Los enredos divertidos pueden trasladarse también a la lengua catalana. Una amiga mía tenía un novio catalán que la invitó a pasar con su familia unos días en la montaña. Era invierno, así que hacía un frío tremendo. Mi amiga me contó que no llevaba suficiente ropa de abrigo y que por la noche, a la hora de dormir, sus pies se habían convertido en un par de cubos de hielo aunque aún era capaz de caminar. Así que salió al pasillo, se encontró con el padre de su novio y le pidió que si por favor le prestaba unas calcetas porque tenía mucho frío. Y se armó el lío. ¿Cómo era posible que la chica confesara que tenía frío en salva sea la parte y pidiera, sin rubor alguno, unos calzones más abrigadores? Pues sí, señoras y señores, calcetas en catalán no significa calcetines largos, sino por desgracia para mi amiga y para regocijo nuestro, unos vulgares chones. Y para colmo, ¡los pedía de caballero!

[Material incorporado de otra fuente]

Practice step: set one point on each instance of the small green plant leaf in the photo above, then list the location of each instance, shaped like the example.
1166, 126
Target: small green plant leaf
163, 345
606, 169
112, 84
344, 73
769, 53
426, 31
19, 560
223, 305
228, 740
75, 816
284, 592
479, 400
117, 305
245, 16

Siempre hay que tener cuidado con las palabras, y más si estamos en un sitio ajeno y por primera vez. Luego ya, con la lección aprendida, todo es diferente. Las cosas no se llaman igual aunque, de entrada, lo parezca. Volvamos al restaurante pero ahora en la sección de bar. En México tenemos variedades de cerveza que a grandes rasgos se clasifican en claras y oscuras. En Barcelona esa definición no sirve para que nos entiendan lo que queremos. Si lo que quieren es una cerveza clara, nunca la pidan así, pues a su mesa llegará una bebida que sabe a jabón, resultado de la mezcla de cerveza con refresco de limón. Hay que pedirla rubia, como la superior aquélla del anuncio. Luego puede ser que le agarren el gusto a la clara de aquí, tiene un sabor un tanto exótico pero tiene una bondad: embrutece menos.

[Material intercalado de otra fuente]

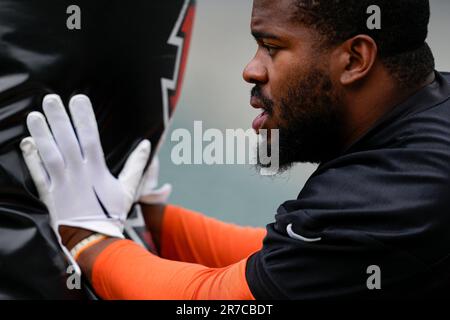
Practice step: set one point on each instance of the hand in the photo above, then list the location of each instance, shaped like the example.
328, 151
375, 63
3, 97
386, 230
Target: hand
147, 193
71, 174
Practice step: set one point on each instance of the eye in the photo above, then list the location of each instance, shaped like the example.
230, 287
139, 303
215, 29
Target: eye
272, 50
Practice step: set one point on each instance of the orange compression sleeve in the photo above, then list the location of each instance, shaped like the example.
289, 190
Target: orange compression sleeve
189, 236
125, 270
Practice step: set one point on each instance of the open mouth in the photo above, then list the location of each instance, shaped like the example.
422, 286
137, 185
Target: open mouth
259, 121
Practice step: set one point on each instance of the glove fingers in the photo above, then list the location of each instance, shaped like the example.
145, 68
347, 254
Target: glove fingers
43, 138
83, 117
62, 129
132, 172
35, 165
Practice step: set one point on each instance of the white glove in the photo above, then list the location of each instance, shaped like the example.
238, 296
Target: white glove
71, 174
147, 193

Otra típica decepción es cuando en los días de calor, pides agua y te preguntan si la quieres fresca o natural. Lo normal es que la elijamos ¡fresca, fresca! Lo triste es que no llegará un agua de frutas como la que se hace normalmente en nuestras casas en México o como la que vende el frutero de la esquina, sino que vendrá una botella de anodina agua simple, eso sí, bien fría. Es de agradecer que esté así, con tanto calor, pero no deja de hundirnos un poquito en la miseria. Conclusión: agua natural, quiere decir al tiempo; fresca, quiere decir agua fría. Y si quieren beberla con popote, pidan una cañita, porque popote no lo van a entender pues su origen es náhuatl. Aunque, eso sí, una cañita también es un vaso pequeño de cerveza de barril. Podrían pedir una pajita, pero se exponen que les gasten una broma, pues una pajita es también el diminutivo de aquello que hacen los hombres para darse amor en solitario. Casi mejor y para evitar riesgos: bébanse el agua directamente de la botella.

Llegados a este punto, mejor hablamos de las palabras que sí se subieron al barco para no volver y dejaron abandonado y a su suerte a popote. Sobre ellas tengo un ejemplo muy interesante. Es la palabra que se utiliza para denominar a la pequeña barrita blanca y polvosa con la que la maestra escribe en la pizarra -para nosotros, pizarrón-, que aquí se llama tiza y su origen es el término náhuatl “tizatl”, que quiere decir yeso. Tiza se subió al barco y en su lugar dejó en México, no a popote -claro está-, sino a la monosilábica palabra gis. Gis es una palabra que viene del latín “gypsum” que también significa yeso y cuyo sonido es parecido al vocablo en catalán que designa a los mismos polvitos blancos en barrita: “guix”.

Así que, de toda la vida, antes de que el rotulador y la pantalla con proyector los desplazaran, los niños ibéricos aprendían a leer, a escribir y a sumar y restar, leyendo lo que el maestro, tiza en mano, escribía en la pizarra. Unas lecciones que tomaban, sin saberlo, a través de un trocito de nuestra querida tierra. Mientras tanto nosotros, aprendimos con un gis que se deslizaba en el pizarrón y que, sin saberlo tampoco, nos enseñaba un poquito de latín y quizá también una pizquita de catalán.